Teraz wystarczy, że czyn, którego miał się dopuścić podejrzany, jest zagrożony wysoką karą, żeby trafił on na 3 miesiące do więzienia. W wywiadzie dla „Wprost” Adam Bodnar, minister sprawiedliwości, zapowiedział powrót do starych zasad.
Co to znaczy?
Że zagrożenie wysoką karą nie będzie już samodzielną przesłanką. We wniosku o tymczasowe aresztowanie prokuratura będzie musiała wykazać, że są inne obawy, np. ucieczka z kraju czy mataczenia.
– Zasadą będzie to, że jeśli stosowane jest tymczasowe aresztowanie, to sąd musi działać maksymalnie sprawnie – wyjaśnia Bodnar.
I podkreśla: – Znosimy także nierówność stron – prokuratury i obrony – w kontekście stosowania tymczasowego aresztowania, a zwłaszcza zamiany tego środka na poręczenie majątkowe. Nie może być tak, że w takich sytuacjach to prokurator ma ostatnie słowo.
Dozór elektroniczny
Przedsiębiorcy od lat apelują o niestosowanie tymczasowego aresztowania w sprawach gospodarczych. Przekonują, że dowody są w dokumentach. I dlatego nie ma powodu zamykać menedżerów i właścicieli firm, co nierzadko kończy się ich upadkiem.

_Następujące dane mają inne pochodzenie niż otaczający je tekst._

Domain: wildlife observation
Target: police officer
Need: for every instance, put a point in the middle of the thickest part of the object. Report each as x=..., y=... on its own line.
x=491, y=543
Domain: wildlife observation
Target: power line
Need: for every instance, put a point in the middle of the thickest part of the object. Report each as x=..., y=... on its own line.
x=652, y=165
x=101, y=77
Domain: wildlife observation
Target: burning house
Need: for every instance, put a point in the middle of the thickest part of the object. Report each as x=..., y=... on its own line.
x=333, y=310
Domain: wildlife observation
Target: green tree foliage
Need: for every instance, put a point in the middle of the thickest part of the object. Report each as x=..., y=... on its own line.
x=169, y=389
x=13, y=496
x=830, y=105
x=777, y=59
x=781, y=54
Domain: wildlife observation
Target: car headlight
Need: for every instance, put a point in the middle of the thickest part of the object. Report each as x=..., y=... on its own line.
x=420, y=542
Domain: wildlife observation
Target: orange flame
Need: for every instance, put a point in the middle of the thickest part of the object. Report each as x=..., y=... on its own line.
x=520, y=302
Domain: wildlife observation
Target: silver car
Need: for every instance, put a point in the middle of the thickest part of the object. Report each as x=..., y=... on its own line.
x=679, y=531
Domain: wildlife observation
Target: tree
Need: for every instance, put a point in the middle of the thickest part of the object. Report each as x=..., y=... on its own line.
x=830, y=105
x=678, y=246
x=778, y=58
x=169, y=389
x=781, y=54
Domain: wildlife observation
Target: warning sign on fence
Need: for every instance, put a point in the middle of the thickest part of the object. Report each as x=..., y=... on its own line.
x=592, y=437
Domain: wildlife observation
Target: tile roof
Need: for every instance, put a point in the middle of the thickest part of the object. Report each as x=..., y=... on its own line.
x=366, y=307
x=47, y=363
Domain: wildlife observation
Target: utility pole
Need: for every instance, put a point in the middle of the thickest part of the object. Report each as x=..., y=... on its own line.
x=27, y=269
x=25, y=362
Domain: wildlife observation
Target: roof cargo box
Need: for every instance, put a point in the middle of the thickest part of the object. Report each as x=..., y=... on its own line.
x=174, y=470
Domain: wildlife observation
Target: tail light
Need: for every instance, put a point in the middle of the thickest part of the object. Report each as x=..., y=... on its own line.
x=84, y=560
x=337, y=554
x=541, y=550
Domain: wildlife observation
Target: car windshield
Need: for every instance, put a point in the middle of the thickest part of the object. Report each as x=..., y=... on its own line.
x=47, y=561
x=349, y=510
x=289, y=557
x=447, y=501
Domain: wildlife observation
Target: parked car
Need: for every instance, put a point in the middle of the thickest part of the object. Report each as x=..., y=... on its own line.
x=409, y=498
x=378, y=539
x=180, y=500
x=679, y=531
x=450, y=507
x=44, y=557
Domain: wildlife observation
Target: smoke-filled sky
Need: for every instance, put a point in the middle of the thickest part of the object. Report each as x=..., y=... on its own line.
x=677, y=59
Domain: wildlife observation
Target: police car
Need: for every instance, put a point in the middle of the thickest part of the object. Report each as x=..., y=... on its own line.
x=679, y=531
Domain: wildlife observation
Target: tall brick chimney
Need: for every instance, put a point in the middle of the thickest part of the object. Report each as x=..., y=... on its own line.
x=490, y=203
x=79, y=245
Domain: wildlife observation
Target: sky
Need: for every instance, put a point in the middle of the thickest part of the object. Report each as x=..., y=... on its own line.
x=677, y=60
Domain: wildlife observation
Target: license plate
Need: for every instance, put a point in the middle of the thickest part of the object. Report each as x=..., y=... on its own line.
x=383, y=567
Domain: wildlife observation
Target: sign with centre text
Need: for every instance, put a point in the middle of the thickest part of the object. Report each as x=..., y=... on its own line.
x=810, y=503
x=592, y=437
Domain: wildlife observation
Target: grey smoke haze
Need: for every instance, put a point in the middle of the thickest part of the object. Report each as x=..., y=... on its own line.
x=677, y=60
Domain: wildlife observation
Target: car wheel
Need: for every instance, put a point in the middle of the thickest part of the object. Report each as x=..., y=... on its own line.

Bodnar nie podziela jednak tego punktu widzenia. Jak mówi, „dokumenty to jedno, a kreatywna księgowość to drugie”.
– Materiał dowodowy w tych sprawach to nie tylko dokumenty, ale często zeznania księgowych, sekretarzy, menedżerów – wyjaśnia w rozmowie z tygodnikiem.
I dodaje, że rozumie argumenty przedsiębiorców i dlatego resort planuje wprowadzenie dozoru elektronicznego już na etapie postępowania przygotowawczego.
Zdaniem Bodnara to pozwoli „dalej prowadzić biznes, mimo trwającego postępowania”.
– Wolność będzie ograniczona, ale przedsiębiorca nie będzie sparaliżowany – przekonuje.